Assessing the impact of measurement error, bias, and confounding in air pollution epidemiology using prospective cohort studies in diverse population [MRC PHRU]

BAckground

Ambient air pollution is considered a leading risk factor of morbidity and mortality worldwide. Despite decades of research, however, there remains important uncertainties on the health effects of air pollution, primarily due to the reliance on ecological exposure proxies and the limited prospective evidence in diverse populations beyond North America and Europe.

Measurement error, bias, and confounding are three fundamental challenges in observational epidemiology studies. In air pollution epidemiology, there has been insufficient in-depth investigation on the extent of these challenges and their impact on epidemiological associations. Recent advancement in wearable sensor technologies and increasing availability of large population-based cohort studies offer a unique opportunity to tackle these longstanding questions.

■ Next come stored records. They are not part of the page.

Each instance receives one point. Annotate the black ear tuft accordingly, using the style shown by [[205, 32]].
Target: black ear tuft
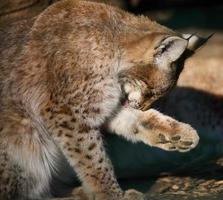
[[169, 50]]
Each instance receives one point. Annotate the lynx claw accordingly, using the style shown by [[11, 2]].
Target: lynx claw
[[133, 195], [182, 141]]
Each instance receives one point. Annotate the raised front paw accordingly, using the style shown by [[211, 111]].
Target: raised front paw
[[183, 140], [170, 135], [133, 195]]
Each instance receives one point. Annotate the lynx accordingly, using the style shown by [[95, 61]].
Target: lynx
[[77, 68]]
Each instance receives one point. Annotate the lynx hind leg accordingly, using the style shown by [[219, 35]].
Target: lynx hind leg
[[166, 133], [26, 160], [10, 179]]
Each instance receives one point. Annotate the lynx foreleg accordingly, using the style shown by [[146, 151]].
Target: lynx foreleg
[[154, 129]]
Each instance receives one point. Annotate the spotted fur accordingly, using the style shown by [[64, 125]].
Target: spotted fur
[[80, 66]]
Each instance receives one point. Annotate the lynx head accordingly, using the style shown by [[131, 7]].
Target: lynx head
[[157, 60]]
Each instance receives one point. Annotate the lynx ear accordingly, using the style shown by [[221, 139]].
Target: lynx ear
[[169, 50], [195, 41]]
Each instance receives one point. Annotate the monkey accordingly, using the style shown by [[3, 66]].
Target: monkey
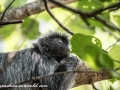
[[49, 55]]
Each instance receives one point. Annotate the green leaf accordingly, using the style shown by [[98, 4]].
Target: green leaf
[[89, 49], [78, 41], [117, 19], [30, 28], [105, 61], [115, 74], [91, 55], [114, 52], [7, 30]]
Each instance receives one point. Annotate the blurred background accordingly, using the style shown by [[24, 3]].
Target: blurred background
[[21, 36]]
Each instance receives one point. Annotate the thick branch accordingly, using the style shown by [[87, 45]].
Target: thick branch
[[89, 78], [29, 9]]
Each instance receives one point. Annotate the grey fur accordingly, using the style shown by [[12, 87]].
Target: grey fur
[[43, 59]]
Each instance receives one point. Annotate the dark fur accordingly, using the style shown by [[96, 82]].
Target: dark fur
[[47, 57]]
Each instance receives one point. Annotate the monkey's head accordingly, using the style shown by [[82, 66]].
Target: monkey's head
[[54, 44]]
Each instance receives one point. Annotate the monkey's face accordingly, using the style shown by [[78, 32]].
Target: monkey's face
[[58, 47]]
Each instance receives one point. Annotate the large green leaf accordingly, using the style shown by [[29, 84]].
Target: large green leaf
[[78, 41], [89, 49]]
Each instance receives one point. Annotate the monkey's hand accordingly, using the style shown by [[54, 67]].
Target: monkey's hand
[[68, 63]]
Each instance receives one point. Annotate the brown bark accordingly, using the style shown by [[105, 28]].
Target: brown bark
[[89, 77], [29, 9]]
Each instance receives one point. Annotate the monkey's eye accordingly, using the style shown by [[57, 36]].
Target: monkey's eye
[[60, 41]]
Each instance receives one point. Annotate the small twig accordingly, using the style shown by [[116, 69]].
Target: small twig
[[5, 11], [106, 8], [60, 24], [117, 69], [113, 44], [11, 22], [108, 24]]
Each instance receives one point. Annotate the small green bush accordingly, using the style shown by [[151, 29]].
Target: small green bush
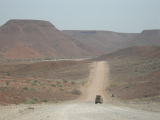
[[76, 92], [25, 88], [34, 84], [45, 100], [29, 101]]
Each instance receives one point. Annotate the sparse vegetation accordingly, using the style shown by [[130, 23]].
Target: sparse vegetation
[[45, 100], [76, 92], [29, 101], [25, 88]]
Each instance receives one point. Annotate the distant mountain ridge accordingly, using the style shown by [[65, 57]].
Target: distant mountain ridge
[[39, 39]]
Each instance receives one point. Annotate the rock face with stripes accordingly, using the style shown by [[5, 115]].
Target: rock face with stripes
[[36, 39]]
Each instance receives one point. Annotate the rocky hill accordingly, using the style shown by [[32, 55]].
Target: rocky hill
[[146, 38], [105, 41], [37, 39]]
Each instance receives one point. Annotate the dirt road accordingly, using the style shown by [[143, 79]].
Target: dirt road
[[82, 109]]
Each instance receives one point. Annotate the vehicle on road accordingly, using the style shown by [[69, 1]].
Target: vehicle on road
[[98, 99]]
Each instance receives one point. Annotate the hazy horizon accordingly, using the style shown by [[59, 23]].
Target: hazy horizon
[[109, 15]]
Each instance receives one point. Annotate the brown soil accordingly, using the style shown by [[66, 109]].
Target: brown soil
[[51, 81], [134, 74]]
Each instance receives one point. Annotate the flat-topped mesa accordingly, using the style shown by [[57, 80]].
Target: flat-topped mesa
[[151, 32], [22, 22]]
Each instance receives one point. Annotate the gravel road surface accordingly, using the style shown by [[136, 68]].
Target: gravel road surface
[[82, 109]]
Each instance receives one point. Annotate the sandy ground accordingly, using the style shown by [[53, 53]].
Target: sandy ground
[[81, 109]]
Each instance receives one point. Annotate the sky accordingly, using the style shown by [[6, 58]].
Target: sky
[[129, 16]]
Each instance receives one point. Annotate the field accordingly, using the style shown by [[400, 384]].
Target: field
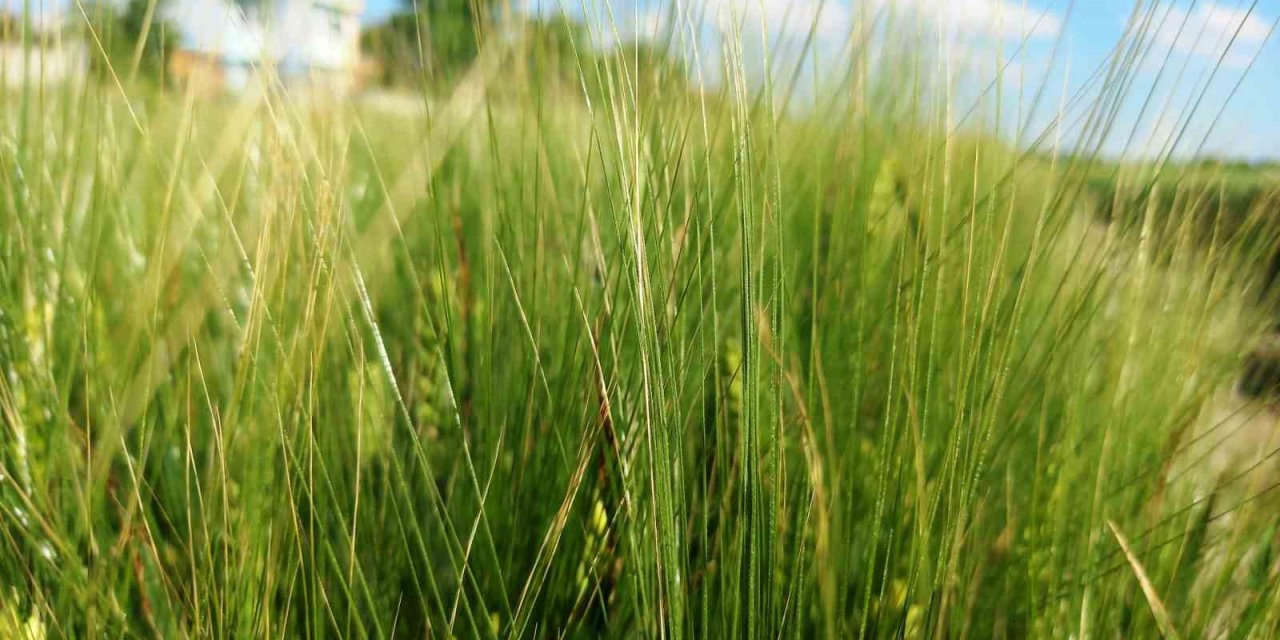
[[608, 355]]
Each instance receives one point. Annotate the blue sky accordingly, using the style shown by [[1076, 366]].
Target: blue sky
[[1192, 36]]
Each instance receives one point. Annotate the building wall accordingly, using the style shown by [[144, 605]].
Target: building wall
[[54, 64]]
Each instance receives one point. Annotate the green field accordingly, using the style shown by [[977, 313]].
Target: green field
[[598, 353]]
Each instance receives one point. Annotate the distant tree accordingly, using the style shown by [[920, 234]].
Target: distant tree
[[133, 35], [429, 40]]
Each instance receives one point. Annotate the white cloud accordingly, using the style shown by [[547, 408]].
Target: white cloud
[[789, 18], [991, 18], [1207, 32]]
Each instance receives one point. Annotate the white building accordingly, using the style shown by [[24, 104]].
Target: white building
[[310, 44]]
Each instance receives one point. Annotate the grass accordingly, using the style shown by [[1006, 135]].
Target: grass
[[620, 357]]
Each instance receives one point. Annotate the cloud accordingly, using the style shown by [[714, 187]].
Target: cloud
[[786, 18], [988, 18], [1207, 32]]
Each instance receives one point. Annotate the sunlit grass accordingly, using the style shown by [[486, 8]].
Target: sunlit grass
[[618, 359]]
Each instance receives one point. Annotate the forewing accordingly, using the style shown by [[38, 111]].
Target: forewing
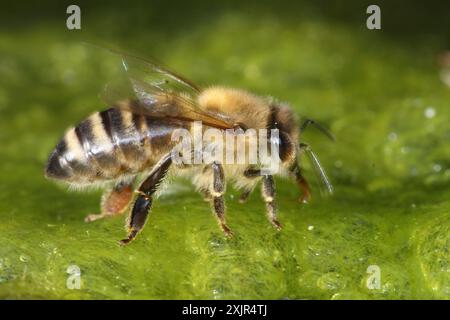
[[159, 92]]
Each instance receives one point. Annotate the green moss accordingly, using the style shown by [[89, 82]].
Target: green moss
[[390, 165]]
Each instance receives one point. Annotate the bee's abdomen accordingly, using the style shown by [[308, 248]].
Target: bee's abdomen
[[109, 144]]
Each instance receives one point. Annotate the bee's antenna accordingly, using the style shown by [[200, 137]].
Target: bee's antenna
[[325, 184], [321, 128]]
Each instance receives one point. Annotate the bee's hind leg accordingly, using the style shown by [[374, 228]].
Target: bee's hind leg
[[143, 203], [114, 201]]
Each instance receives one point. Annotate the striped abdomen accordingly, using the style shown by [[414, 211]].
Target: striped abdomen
[[110, 144]]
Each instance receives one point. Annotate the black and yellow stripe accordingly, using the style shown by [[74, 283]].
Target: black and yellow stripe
[[111, 143]]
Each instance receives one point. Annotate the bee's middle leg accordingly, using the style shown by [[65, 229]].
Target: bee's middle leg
[[218, 203], [268, 193], [302, 183], [114, 202]]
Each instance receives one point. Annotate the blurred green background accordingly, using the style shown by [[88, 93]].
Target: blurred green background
[[384, 93]]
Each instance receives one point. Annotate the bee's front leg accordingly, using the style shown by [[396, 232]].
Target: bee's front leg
[[114, 202], [217, 190], [141, 208], [268, 193]]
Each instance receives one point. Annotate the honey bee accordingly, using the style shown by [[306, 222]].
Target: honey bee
[[130, 145]]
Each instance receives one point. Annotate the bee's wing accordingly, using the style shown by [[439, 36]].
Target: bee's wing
[[162, 93]]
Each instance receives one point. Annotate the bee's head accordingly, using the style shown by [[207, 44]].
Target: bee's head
[[282, 118]]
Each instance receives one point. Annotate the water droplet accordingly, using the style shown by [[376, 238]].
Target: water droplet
[[392, 136], [437, 167], [430, 112]]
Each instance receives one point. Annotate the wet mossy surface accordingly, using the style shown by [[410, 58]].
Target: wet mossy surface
[[380, 93]]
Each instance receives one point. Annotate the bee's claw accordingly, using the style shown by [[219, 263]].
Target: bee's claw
[[130, 238], [93, 217], [227, 231]]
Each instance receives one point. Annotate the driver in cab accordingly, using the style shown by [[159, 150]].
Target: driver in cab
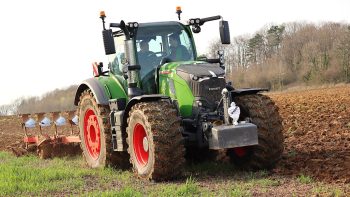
[[146, 57]]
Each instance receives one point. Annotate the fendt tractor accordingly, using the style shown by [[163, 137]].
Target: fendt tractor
[[159, 100]]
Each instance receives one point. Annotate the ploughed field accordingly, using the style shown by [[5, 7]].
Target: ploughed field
[[317, 133], [316, 128]]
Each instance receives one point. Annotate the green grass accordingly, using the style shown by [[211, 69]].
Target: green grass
[[31, 176]]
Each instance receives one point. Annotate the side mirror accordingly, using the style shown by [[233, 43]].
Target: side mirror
[[224, 32], [108, 41]]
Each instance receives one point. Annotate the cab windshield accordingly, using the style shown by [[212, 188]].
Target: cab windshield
[[157, 41]]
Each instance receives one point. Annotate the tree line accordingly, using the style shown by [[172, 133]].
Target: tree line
[[276, 57], [281, 56]]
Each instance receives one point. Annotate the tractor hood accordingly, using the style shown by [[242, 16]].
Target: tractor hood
[[199, 70]]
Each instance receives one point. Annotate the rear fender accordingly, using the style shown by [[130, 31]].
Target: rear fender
[[247, 91], [97, 89]]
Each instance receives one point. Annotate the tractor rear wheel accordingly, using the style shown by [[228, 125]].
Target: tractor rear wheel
[[155, 140], [263, 112], [95, 135]]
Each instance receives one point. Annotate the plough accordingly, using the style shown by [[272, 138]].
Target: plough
[[51, 133]]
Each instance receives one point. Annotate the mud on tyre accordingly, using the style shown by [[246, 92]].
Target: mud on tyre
[[263, 112], [94, 126], [155, 140]]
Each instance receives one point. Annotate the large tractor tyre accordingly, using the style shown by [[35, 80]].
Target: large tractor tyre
[[95, 134], [263, 112], [155, 141]]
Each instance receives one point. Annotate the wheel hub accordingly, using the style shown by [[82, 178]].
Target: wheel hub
[[92, 134], [145, 144], [140, 145]]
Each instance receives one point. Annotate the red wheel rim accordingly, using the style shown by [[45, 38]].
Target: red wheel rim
[[141, 147], [92, 134], [240, 151]]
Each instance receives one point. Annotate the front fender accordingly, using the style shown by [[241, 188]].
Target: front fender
[[97, 89]]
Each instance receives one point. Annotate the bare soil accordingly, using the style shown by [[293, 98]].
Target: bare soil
[[316, 129], [317, 133]]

The China Kadoorie Biobank (CKB) has collected an extensive range of epidemiological and health outcomes data in >500,000 Chinese adults. In addition to area-level environmental exposure data, CKB has collected high-frequency personal and indoor air pollution exposure data in a subset of participants using wearable sensors, together with time-activity diaries. The Richard Doll Consortium (RDC) is a network of >30 large cohort studies across diverse populations worldwide. Together, CKB and RDC offer a unique opportunity to understand the issue of error, bias, and confounding in air pollution epidemiology.

RESEARCH EXPERIENCE, RESEARCH METHODS AND TRAINING

The precise project will be developed according to candidate’s interests and aptitude, but will likely to include the following components:

• To systematically reviewed the existing literature on the association of ambient air pollution with major chronic disease and build causal network models to identify key sources of measurement error, bias, and confounding;
• To quantify the impact of measurement error, bias, and confounding in observational associations, using both simulated and real-life data from population-based cohort studies;
• To develop study design and analytical approaches to mitigate the impact of the above challenges and improve disease burden estimation associated with air pollution.

The student will work within a multi-disciplinary team, and will gain research experience in systematic literature review, study design and planning, data analysis and scientific writing. There will also be in-house training in epidemiology and statistical programming and, if necessary, attendance at relevant courses. By the end of the DPhil, the student will be competent to plan, undertake and interpret analyses of large and high dimensional datasets, and to report research findings, including publications as the lead author in peer-reviewed journals and presentation at national/international conferences.

FIELD WORK, SECONDMENTS, INDUSTRY PLACEMENTS AND TRAINING

The project will be based primarily within the CTSU in the Big Data Institute. There are excellent facilities and a world-class community of population health and data science researchers. There may be opportunities to work with external partners from other research institutions. 

PROSPECTIVE  STUDENT

A candidate with a good degree in quantitative science subject, with strong interest and background in environmental epidemiology, exposure science, statistics, or a related discipline. Previous postgraduate training or experience in epidemiology or statistics is necessary.